U.S. drug users provide Mexican drug cartels with $31 billion annually to carry out their bloody war. Why is there no outrage at this?
Drug related deaths in the US pale in comparison to the drug related killings taking place in Mexico. In just one year, 17,000 deaths due to illicit drug use are recorded in the U.S. as compared with an annual average of 3,300 killings in Mexico.
Have we in the U.S. surrendered to drug usage as inevitable and thus quasi acceptable? Are the deaths of 17,000 fellow Americans just another statistic to which we’ve become accustomed? Other than the immediate members of the family of those whose life is so needlessly struck down, is there no sadness for their passing? Is there no outrage at drug usage and local distribution as the cause?
Is condemning Mexico and its people for ‘not stopping’ the passage of drugs to our cities and towns through their territory a substitute for our nation’s indifference to our own people’s usage of the smuggled drugs?
Are the Mexican people the lawless society due to their efforts to eradicate drug traffickers and their resulting retaliation? If so, then what is our society that allows and, through our silence, encourages illicit drug usage?
Are we not, as the Seattle Times editorial argues “… complicit in these deaths…”
What is the role of our nation’s press and other news media in all of this? Why do regional and national news media report so heavily about the killings in Mexico giving the appearance that the nation is one “killing field” when such is not the case? And, why do they not report that the U.S. as a whole is losing far more lives to the “drug war” than is Mexico?

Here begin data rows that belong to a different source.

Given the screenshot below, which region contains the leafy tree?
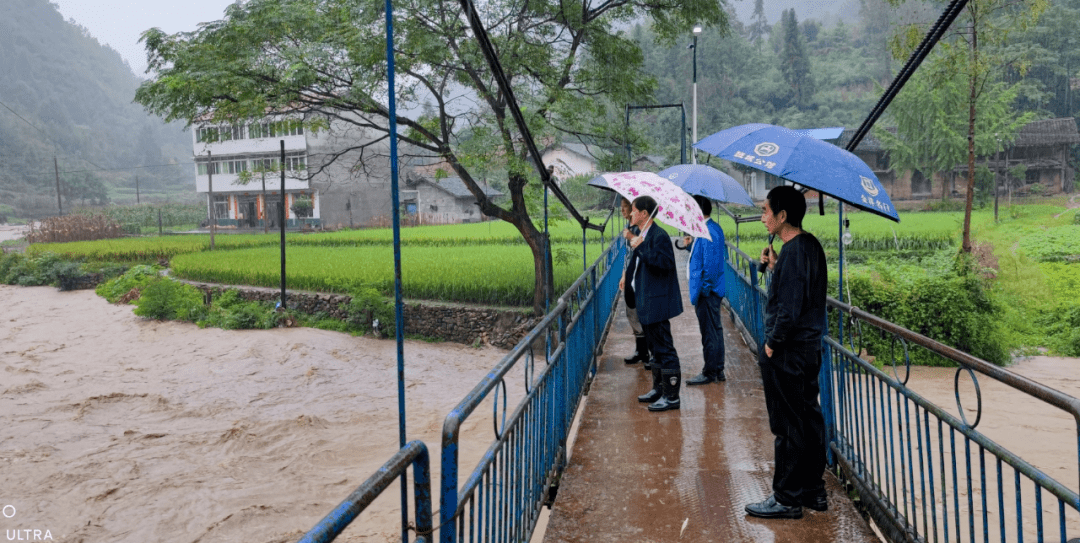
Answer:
[135,0,727,312]
[746,0,770,46]
[780,9,814,107]
[885,0,1047,253]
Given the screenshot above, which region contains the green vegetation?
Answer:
[172,243,600,306]
[28,221,616,262]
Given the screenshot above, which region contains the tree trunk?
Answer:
[443,157,556,316]
[960,24,978,254]
[514,218,558,316]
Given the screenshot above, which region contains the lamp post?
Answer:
[690,25,701,164]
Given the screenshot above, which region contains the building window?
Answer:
[225,160,247,174]
[285,157,305,172]
[214,194,229,219]
[195,126,219,142]
[199,162,221,175]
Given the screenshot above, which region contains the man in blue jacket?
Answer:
[630,196,683,411]
[686,194,727,385]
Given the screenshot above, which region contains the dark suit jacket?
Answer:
[634,223,683,325]
[622,225,642,309]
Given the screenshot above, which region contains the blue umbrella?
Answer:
[693,124,900,222]
[657,164,754,207]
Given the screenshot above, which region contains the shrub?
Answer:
[94,266,160,303]
[346,288,396,336]
[26,214,123,243]
[135,276,206,322]
[1039,302,1080,356]
[849,256,1010,366]
[199,289,278,330]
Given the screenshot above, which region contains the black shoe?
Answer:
[686,374,716,385]
[745,494,802,518]
[802,493,828,511]
[649,370,683,411]
[637,367,664,404]
[649,396,681,411]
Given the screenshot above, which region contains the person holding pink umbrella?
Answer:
[630,196,683,411]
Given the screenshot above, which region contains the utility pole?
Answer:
[994,134,1001,225]
[280,139,286,310]
[690,25,701,164]
[53,154,64,217]
[206,151,217,250]
[259,170,270,234]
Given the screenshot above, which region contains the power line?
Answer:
[0,95,143,173]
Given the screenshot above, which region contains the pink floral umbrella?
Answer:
[590,172,713,241]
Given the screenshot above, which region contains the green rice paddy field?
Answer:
[30,204,1080,330]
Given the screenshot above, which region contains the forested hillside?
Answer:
[0,0,192,216]
[631,0,1080,168]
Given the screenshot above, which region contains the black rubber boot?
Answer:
[649,370,683,411]
[622,336,649,364]
[637,364,664,404]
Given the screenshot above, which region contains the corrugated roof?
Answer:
[1013,117,1080,147]
[833,128,896,151]
[795,126,843,141]
[431,177,502,198]
[563,144,603,160]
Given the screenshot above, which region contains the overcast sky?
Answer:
[53,0,858,78]
[53,0,232,78]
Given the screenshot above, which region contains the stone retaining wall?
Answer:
[191,283,538,349]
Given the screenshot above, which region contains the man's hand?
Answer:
[760,246,777,270]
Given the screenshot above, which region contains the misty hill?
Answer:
[0,0,193,215]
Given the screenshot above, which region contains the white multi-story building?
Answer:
[192,116,391,228]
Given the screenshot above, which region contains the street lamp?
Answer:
[690,25,701,164]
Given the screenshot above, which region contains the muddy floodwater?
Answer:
[0,285,521,543]
[0,285,1080,543]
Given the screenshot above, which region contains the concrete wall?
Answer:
[189,282,538,349]
[542,148,596,179]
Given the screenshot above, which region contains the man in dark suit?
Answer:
[619,198,651,370]
[630,196,683,411]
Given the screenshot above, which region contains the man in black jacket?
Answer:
[619,198,651,370]
[746,186,828,518]
[630,196,683,411]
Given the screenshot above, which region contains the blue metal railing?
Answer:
[728,244,1080,543]
[440,237,625,543]
[299,442,432,543]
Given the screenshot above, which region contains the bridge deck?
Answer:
[544,245,878,543]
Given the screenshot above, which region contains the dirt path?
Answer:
[0,285,521,543]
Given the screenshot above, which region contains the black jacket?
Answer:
[622,225,642,309]
[634,223,683,325]
[765,232,828,350]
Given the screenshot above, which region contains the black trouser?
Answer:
[758,348,826,505]
[693,293,724,377]
[642,318,680,371]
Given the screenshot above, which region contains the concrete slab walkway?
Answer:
[544,241,879,543]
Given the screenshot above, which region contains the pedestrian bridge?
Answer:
[301,241,1080,543]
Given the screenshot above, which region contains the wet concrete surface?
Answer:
[543,241,879,543]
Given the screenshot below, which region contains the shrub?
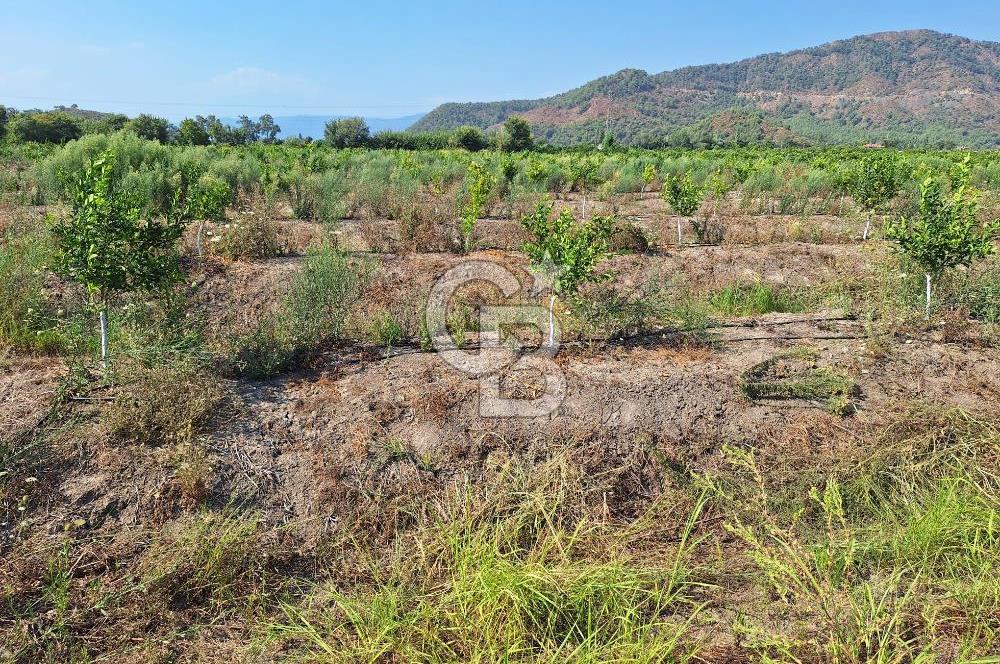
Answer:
[53,152,185,367]
[521,203,614,346]
[232,244,369,378]
[212,192,286,260]
[125,113,169,143]
[498,115,534,152]
[462,161,496,251]
[7,113,83,143]
[847,151,899,240]
[0,214,64,352]
[102,362,225,446]
[323,118,371,148]
[449,126,488,152]
[174,118,210,145]
[885,157,1000,319]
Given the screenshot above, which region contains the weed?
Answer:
[740,349,857,415]
[231,244,370,378]
[102,364,225,446]
[709,281,805,316]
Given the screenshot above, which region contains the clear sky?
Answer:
[0,0,1000,119]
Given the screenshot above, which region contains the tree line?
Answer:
[0,106,534,152]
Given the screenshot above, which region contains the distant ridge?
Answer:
[411,30,1000,147]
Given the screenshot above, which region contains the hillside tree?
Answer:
[124,113,170,143]
[498,115,534,152]
[323,118,371,148]
[7,112,83,143]
[175,118,211,145]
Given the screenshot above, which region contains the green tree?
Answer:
[462,161,496,252]
[53,151,186,368]
[0,104,10,141]
[97,113,128,134]
[7,113,83,143]
[124,113,170,143]
[521,203,615,346]
[885,157,1000,320]
[499,115,534,152]
[846,150,899,240]
[449,125,487,152]
[176,118,210,145]
[640,164,656,194]
[323,118,371,148]
[660,171,708,246]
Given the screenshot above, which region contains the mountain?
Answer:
[220,113,424,138]
[410,30,1000,147]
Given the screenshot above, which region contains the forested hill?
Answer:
[411,30,1000,147]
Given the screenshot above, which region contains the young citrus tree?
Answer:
[846,151,899,240]
[885,157,1000,320]
[521,203,614,346]
[53,151,187,368]
[661,172,707,246]
[462,161,496,253]
[569,157,598,217]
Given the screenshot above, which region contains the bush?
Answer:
[212,194,286,260]
[449,126,488,152]
[103,363,225,446]
[7,113,83,143]
[323,118,371,148]
[0,214,65,352]
[125,114,169,143]
[232,244,369,378]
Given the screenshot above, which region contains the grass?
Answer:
[0,218,68,353]
[230,243,372,378]
[709,281,807,316]
[102,363,226,446]
[717,410,1000,664]
[740,347,857,415]
[260,461,704,662]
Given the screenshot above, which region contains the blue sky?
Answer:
[0,0,1000,119]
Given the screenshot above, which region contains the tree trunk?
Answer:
[549,293,556,348]
[98,305,108,370]
[924,272,931,320]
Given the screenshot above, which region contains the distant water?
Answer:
[220,113,425,138]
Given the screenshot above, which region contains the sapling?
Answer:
[661,172,707,246]
[53,151,188,369]
[846,152,899,240]
[521,203,614,346]
[885,157,1000,320]
[570,158,597,218]
[462,161,494,252]
[641,164,656,194]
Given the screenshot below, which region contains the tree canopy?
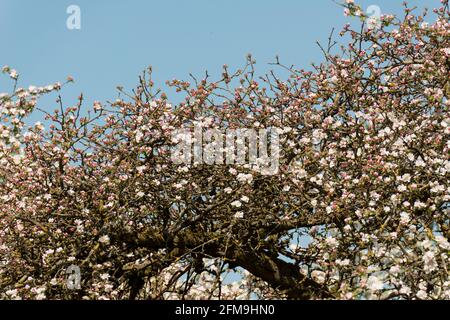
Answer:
[0,0,450,299]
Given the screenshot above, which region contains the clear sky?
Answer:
[0,0,439,116]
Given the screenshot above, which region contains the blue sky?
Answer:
[0,0,439,116]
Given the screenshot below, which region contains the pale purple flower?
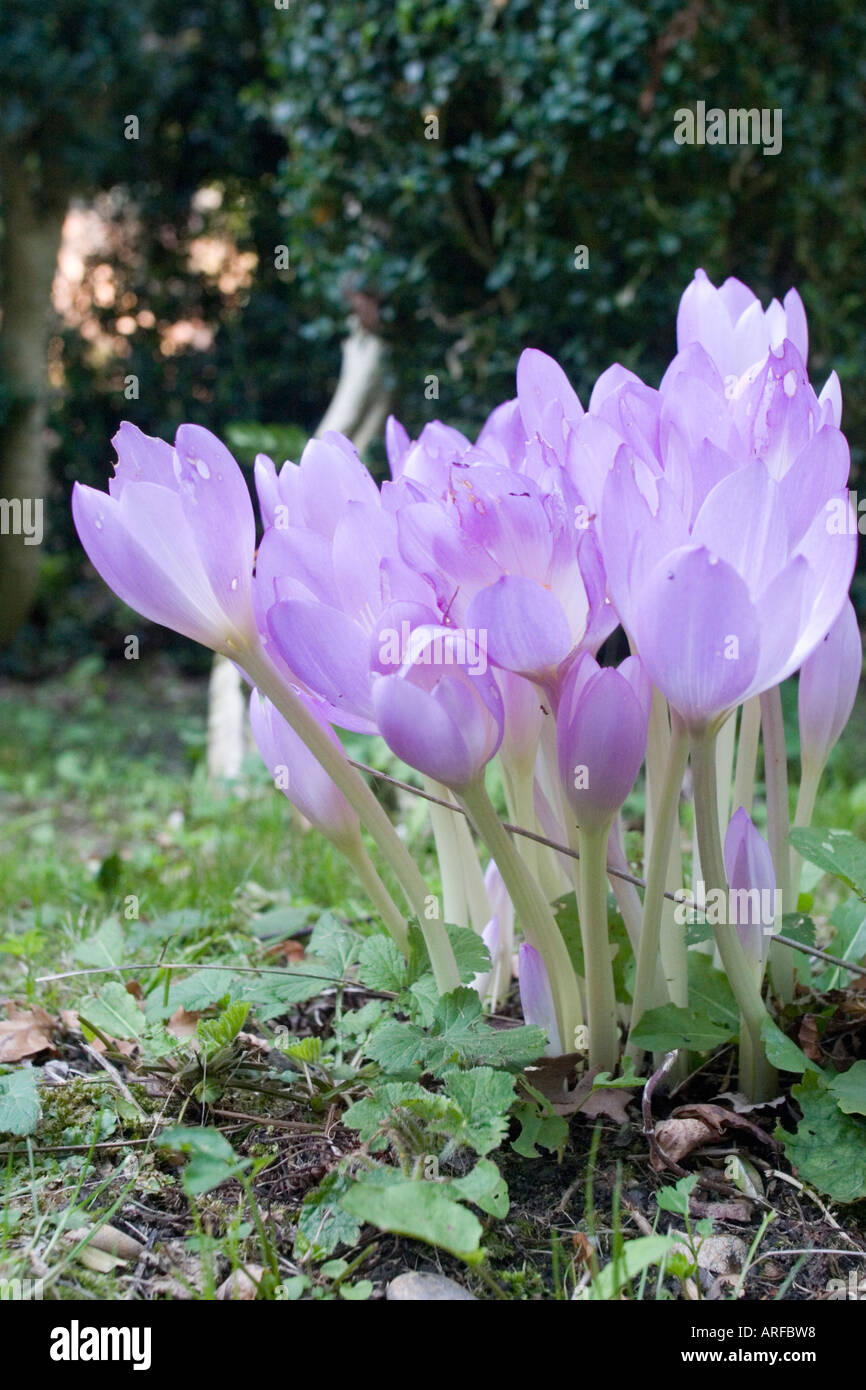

Why do editorials advise, admonish, and preach to Mexico, but not one news outlet has championed and ongoing crusade to “stop drug usage” and “report distributors” in the U.S.?
Why does the U.S. media and popular network commentators degrade Mexico as a corrupt nation, but either lightly mention or altogether ignore U.S. corruption?
How much coverage was given to the Congressional Testimony by Kevin L. Perkins, Assistant Director, Criminal Investigation Division of the FBI, on March 11, 2010 on the state of corruption?
How many people throughout the nation were informed that Perkins testified that in the last two years alone there have been 1,600 convictions of federal, state and local officials, and that there are 3,200 public corruption cases pending and that more remains to be done and that the Southwest border is a particular focus of corruption-fighting efforts? According to the Perkins testimony, the result is over 400 public corruption cases originating from that region so far with 84 convictions.
Were the people informed that in July 2008, the FBI and DEA with Canadian law enforcement arrested a network of cocaine, marijuana and illegal immigrants’ smugglers over the Quebec-New York border? And, that the FBI conducted nearly 300 public corruption investigations along the Canadian border?
Is it in our nation’s best interest to place Mexico as having the sole responsibility for the war on drugs? And how does it help our nation by destroying Mexico’s economy through the creation of fear to visit, loathing dealing with, and ignoring our country’s responsibility?
Are we kept in the dark intentionally or does thinking less of Mexico makes us warm and fuzzy believing it makes us better?
Sadness? Outrage? You bet, but we are misplacing where it should be directed.